Hunter Feduccia remains at 0% — invisible to the market. The 87.5% hard-hit rate and 99.6 mph exit velocity are impossible to ignore from an analytical standpoint. This is the kind of player who goes from 0% to 20% in a single week once a multi-homer game hits.

Quick Hits

  • Minnesota is a waiver goldmine right now. Four of today's ten signals — Bell, Gómez, Caratini, and Kreidler — come from the Twins' system. Whatever the coaching staff is doing with plate approach is working; all four hitters show declining K-rates and rising walk rates simultaneously.

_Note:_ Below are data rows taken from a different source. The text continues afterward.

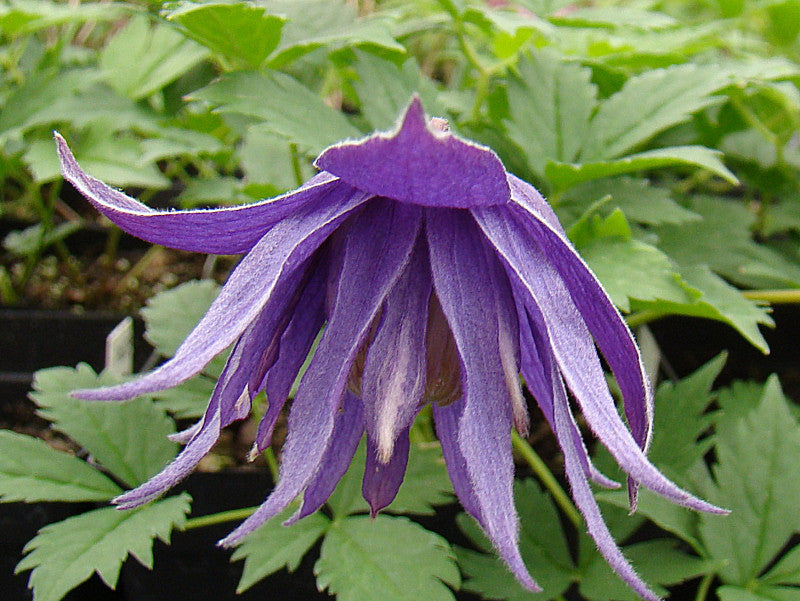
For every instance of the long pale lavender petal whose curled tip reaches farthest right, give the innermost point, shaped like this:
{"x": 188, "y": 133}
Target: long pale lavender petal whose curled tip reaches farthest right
{"x": 575, "y": 353}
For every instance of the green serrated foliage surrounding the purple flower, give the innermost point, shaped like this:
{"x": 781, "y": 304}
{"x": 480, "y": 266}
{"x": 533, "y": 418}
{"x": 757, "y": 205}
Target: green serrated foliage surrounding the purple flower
{"x": 664, "y": 134}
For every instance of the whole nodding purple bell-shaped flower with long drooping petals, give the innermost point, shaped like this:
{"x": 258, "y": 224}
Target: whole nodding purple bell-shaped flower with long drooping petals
{"x": 439, "y": 278}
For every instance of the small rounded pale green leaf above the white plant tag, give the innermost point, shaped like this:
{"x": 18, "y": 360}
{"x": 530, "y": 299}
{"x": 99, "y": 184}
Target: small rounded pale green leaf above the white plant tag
{"x": 171, "y": 315}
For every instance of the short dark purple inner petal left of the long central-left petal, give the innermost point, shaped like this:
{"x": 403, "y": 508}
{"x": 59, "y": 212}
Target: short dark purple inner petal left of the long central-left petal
{"x": 295, "y": 344}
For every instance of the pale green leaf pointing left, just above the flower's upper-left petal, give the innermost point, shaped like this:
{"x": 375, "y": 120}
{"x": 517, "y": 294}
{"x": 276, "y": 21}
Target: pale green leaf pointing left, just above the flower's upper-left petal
{"x": 285, "y": 106}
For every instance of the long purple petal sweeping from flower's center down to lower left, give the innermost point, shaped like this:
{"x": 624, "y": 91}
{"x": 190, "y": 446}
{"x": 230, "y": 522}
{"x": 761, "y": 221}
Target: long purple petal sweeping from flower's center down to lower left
{"x": 370, "y": 268}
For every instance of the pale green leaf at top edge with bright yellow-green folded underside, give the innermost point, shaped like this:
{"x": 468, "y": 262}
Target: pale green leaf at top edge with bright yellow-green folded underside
{"x": 330, "y": 23}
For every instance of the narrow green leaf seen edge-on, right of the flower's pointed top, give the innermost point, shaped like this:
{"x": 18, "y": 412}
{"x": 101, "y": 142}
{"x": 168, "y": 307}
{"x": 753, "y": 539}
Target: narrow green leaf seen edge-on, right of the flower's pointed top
{"x": 564, "y": 175}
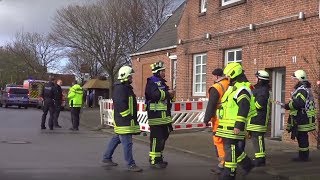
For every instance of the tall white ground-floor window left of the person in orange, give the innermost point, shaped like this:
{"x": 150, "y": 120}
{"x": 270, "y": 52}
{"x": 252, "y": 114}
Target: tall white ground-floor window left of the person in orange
{"x": 199, "y": 74}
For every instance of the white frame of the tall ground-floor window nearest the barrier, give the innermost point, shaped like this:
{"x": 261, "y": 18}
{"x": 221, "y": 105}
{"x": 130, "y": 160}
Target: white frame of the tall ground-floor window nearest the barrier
{"x": 202, "y": 92}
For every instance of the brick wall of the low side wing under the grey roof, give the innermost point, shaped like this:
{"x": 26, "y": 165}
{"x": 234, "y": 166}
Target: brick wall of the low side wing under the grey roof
{"x": 141, "y": 65}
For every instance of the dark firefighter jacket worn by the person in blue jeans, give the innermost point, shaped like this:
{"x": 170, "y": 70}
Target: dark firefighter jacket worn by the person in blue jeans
{"x": 125, "y": 109}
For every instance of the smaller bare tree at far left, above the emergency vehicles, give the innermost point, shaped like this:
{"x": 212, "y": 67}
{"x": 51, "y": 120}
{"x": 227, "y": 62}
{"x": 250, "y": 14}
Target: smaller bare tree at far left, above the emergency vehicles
{"x": 36, "y": 50}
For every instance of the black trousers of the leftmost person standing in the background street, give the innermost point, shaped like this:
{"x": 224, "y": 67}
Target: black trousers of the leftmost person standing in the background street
{"x": 48, "y": 106}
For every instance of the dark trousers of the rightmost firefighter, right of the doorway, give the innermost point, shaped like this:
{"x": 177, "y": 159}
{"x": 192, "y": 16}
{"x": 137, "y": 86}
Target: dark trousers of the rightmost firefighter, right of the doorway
{"x": 303, "y": 142}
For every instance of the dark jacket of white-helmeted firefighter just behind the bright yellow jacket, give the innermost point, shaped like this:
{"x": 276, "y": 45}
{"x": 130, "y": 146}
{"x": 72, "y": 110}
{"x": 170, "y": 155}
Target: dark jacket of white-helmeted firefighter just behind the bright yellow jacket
{"x": 261, "y": 96}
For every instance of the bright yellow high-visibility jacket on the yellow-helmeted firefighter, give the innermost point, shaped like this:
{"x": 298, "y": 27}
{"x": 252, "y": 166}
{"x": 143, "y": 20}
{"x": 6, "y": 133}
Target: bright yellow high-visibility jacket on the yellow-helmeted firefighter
{"x": 237, "y": 107}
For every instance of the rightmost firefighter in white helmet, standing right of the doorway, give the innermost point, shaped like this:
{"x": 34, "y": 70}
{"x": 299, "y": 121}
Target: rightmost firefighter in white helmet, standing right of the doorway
{"x": 302, "y": 113}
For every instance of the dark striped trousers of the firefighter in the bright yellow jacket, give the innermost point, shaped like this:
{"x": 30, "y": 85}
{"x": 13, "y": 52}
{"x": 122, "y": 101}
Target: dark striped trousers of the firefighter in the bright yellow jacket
{"x": 234, "y": 156}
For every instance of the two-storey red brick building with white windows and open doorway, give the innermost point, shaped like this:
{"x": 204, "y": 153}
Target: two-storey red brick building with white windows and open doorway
{"x": 280, "y": 36}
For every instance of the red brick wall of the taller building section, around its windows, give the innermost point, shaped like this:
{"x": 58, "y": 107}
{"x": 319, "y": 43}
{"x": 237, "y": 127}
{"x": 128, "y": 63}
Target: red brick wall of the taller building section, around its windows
{"x": 279, "y": 36}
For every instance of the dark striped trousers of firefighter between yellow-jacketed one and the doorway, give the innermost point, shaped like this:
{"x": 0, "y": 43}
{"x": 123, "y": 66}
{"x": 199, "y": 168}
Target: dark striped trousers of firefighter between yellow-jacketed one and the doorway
{"x": 258, "y": 147}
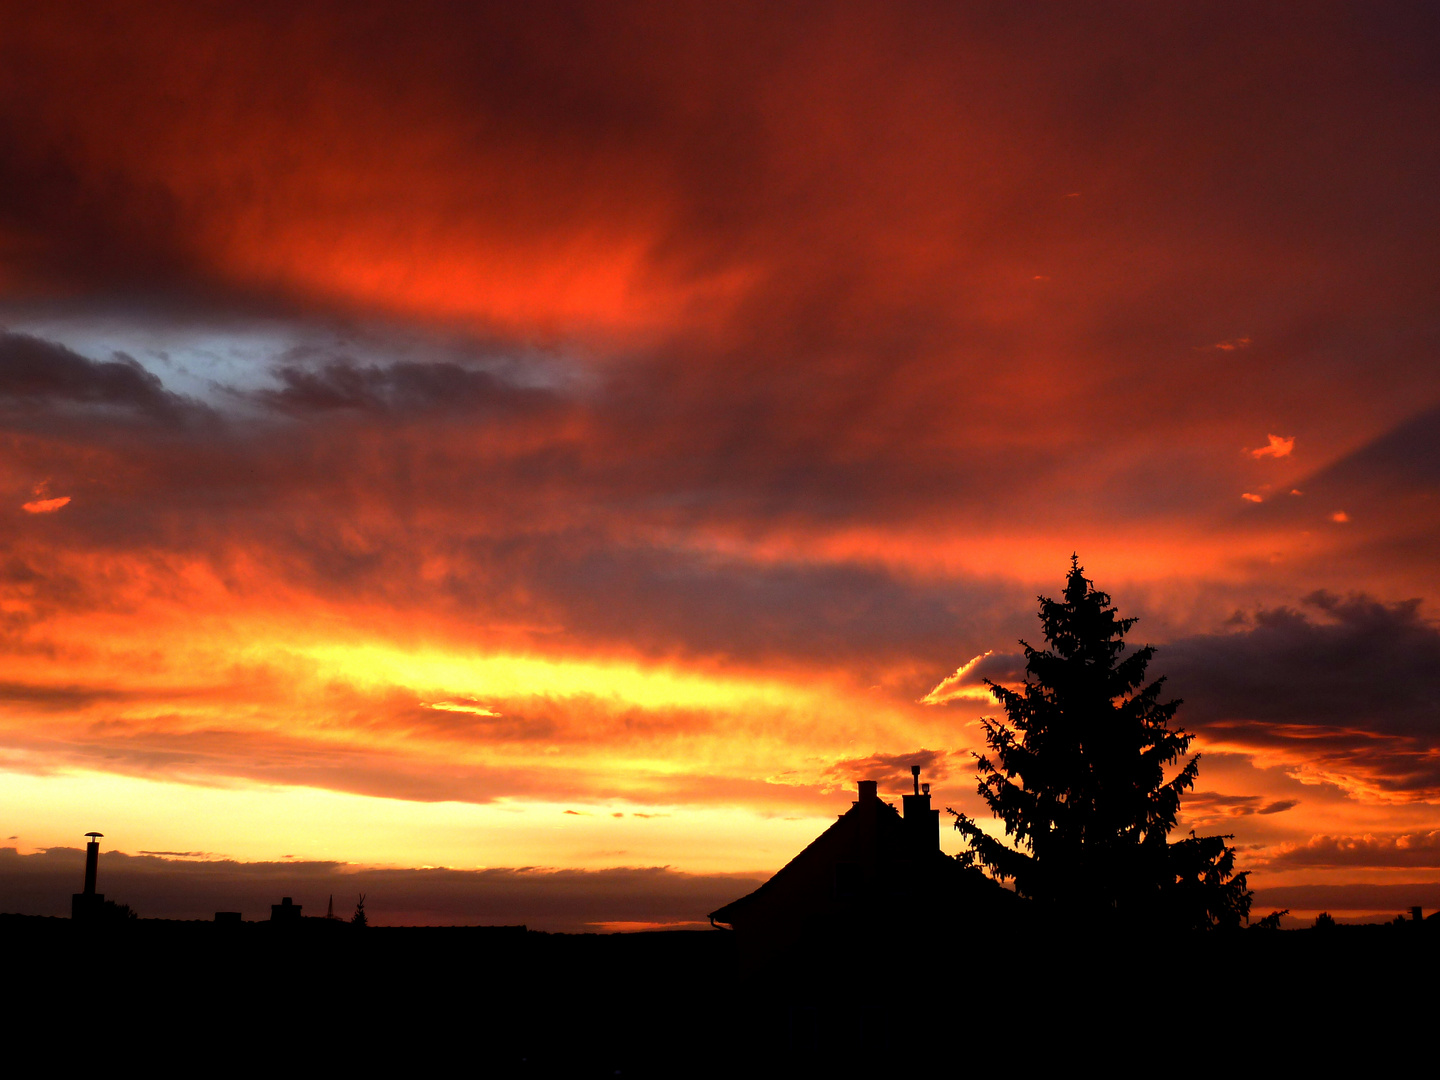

  • The catcher wire is alive. Caratini (.689 wOBA) and Feduccia (99.6 mph EV) represent two different paths to production — one hitting for average and power, the other crushing the ball without the results yet. If you're streaming catchers, both are in play.
  • Sub-1.00 FIP club: Both Newcomb (0.93) and Cano (0.93) posted identical FIPs this week. One is starting for the worst team in baseball, the other is relieving for one of the best. Context matters — but the stuff is real for both.
  • Exit velocity king of the week: Feduccia's 99.6 mph average exit velocity is the highest in today's data by a wide margin. For context, the next closest is Kreidler at 94.3 mph. That kind of barrel quality from the catcher position is rare.
  • Landen Roupp's ownership is dropping (-4%) while his K-rate is rising (28.0% vs 23.3% 30d). That's a market inefficiency. Buy the dip.